Reality would run into the fact that different populations often end up costing morethan others, based on a variety of risk factors, from identifiable medical co-morbidities, to membership in soicioeconomically disadvantaged communities.
And it seems to ignore the move away from pure fee-for-service to a rise of so-called “value-based” shared population level risk products (inclusive of within Medicare) which have gotten healthcare systems/groups to innovate on providing better quality at lower cost.
This approach is of course not mutually exclusive with opt-in to Medicare, which of course would likely continue to allow the purchase of Medicare supplement insurance products.
Not sure what I think of this approach. Any thoughts?
I would hope there was some provision that non-insured patients could get the same prices. And given that the price would be the same, I’d hope there’d be no more of the nonsense that you go to the emergency room of an in system hospital and find that the doctors there are employed by a private company and are not in system so you’re stuck with the entire cost.
The former : even if there was a 20-100% penalty applied (to discourage healthy people forgoing insurance) it would still leave prices at something approaching sanity. These days it’s extremely common for a bill to be 25-50k for something medicare would only pay 2-3k for. (I had 2 screws removed from my leg. A few minutes of general anesthetic, 2 tiny incisions, 1 stitch each. 25k was what the clinic demanded…per screw. My insurance paid a tiny fraction of that of course)
As for the latter: that is obviously included. The way medicare does it, they decide on what the prices are, and they add a multiplier for geographic areas due to higher or lower costs to operate. Medicare will not pay into scams like the one you describe, because the work item those private doctors performed is still the same billing code.

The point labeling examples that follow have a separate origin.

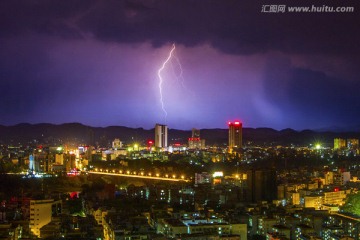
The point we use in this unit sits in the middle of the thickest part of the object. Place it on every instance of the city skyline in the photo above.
(98, 63)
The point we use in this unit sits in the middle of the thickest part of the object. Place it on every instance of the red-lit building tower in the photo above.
(235, 135)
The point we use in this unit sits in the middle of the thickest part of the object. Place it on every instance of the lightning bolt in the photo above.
(161, 79)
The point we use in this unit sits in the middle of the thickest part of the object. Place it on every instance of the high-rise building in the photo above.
(339, 143)
(116, 144)
(161, 135)
(195, 133)
(352, 143)
(235, 135)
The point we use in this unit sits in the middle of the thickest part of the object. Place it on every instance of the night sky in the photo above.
(97, 62)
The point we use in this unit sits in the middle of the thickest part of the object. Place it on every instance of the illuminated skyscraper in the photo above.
(235, 135)
(339, 143)
(195, 133)
(161, 136)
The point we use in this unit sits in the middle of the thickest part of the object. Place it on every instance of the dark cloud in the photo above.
(316, 98)
(236, 27)
(285, 69)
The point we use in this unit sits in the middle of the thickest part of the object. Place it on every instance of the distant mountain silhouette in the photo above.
(78, 133)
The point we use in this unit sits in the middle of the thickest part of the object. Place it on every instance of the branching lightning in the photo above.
(161, 80)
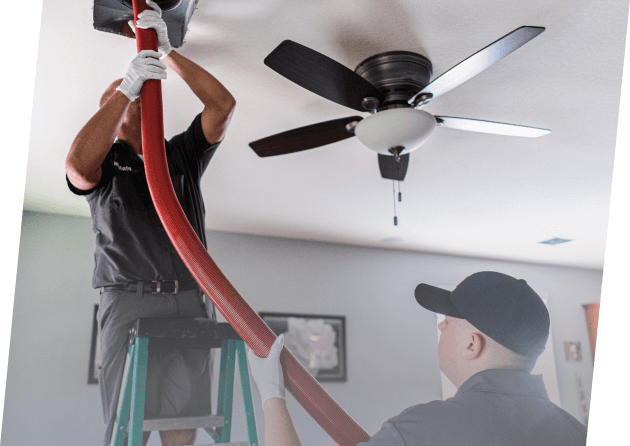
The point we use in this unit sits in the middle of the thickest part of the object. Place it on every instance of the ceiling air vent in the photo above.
(555, 241)
(112, 16)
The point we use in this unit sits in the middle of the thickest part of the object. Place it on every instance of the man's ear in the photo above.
(475, 346)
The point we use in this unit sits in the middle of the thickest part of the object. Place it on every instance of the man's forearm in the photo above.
(205, 86)
(279, 428)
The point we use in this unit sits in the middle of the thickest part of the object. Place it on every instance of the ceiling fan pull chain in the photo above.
(394, 192)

As I have said in prior threads, the Medicare rate is akin to the indigent criminal pay rate in most states. Doctors (and in my case lawyers) accept the rate because it helps pay the bills, but if everyone paid that rate, them and we would go out of business because you cannot pay employees at such a reduced rate if it was the sole income.

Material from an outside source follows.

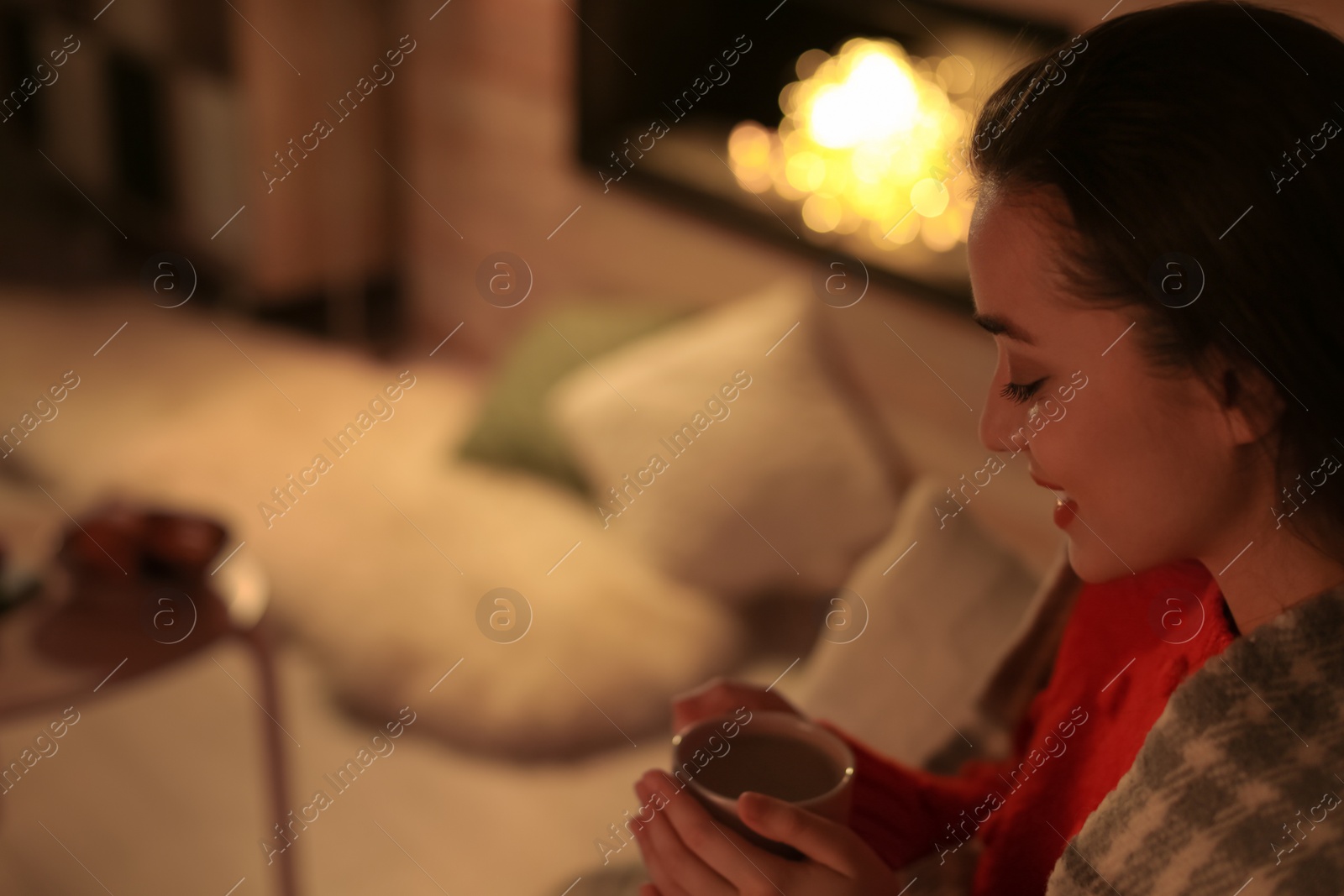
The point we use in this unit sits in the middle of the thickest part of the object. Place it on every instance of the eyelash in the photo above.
(1021, 394)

Perhaps so. The mechanism would have to be responsive in some way to the actual supply demand relationship. Also you could remove bottlenecks on supply. While there appear to be more attorneys being trained than jobs for them, there appears to be both a doctor and a nurse shortage at present. Neither training pipeline is wide enough. A sane set of government policies would fix this.
But instead we arguably live with a government primarily designed to serve the richest 1 percent. Those folks can afford the best private criminal defense attorneys- this is why the public funding for ‘indigents’ is so poor. Ditto the available doctors- this is why not enough doctors are trained nor are there enough hospital beds for everyone - because it gives the top 1 percent a discount on their taxes.
How can it not. “balance” billing and “pay 10x as much because you are “out of network”” is charging way more than the all-payer negotiated rate for a service. In the balance/out of network situations, the medical provider didn’t do any more work, did they?
Heh. When I went to my cardiologist for a one year follow-up after my stent placement I (and the women in the office) was surprised to discover that my insurance co-pay was more than what I would have been charged if I did not have insurance. That sucked, and there was no work-around. Added to that was the fact that, after a one hour wait, the doctor asked me if I’d been experiencing any chest pain and my “No” answer and a quickie auscultation of my chest ended my exam.
Do you mean Medicaid in this post? Because I’m reasonably sure that my wife (and many others in Long-Term Care practices) are almost entirely paid Medicare rates and they do just fine.
A quick glance shows that extremely simple follow-up visits are reimbursed at about $50 (these would be probably <10 minutes of a doctors time) and anything more complex can go up to $300 if you are in an ICU or on a ventilator in a hospital room.
Private insurance certainly pays more, and there is no doubt doctors (especially specialists) would take a sizable haircut if Medicare prices were the standard, but they would be a far cry from going out of business.
++++. As someone who was uninsured, and paying higher prices than insurance companies paid I found myself wanting to scream at the designers of healthcare reform: “Your blather is all about helping the uninsured? If you’re sincere then, as a first step, let us pay the same prices as the insurers pay.”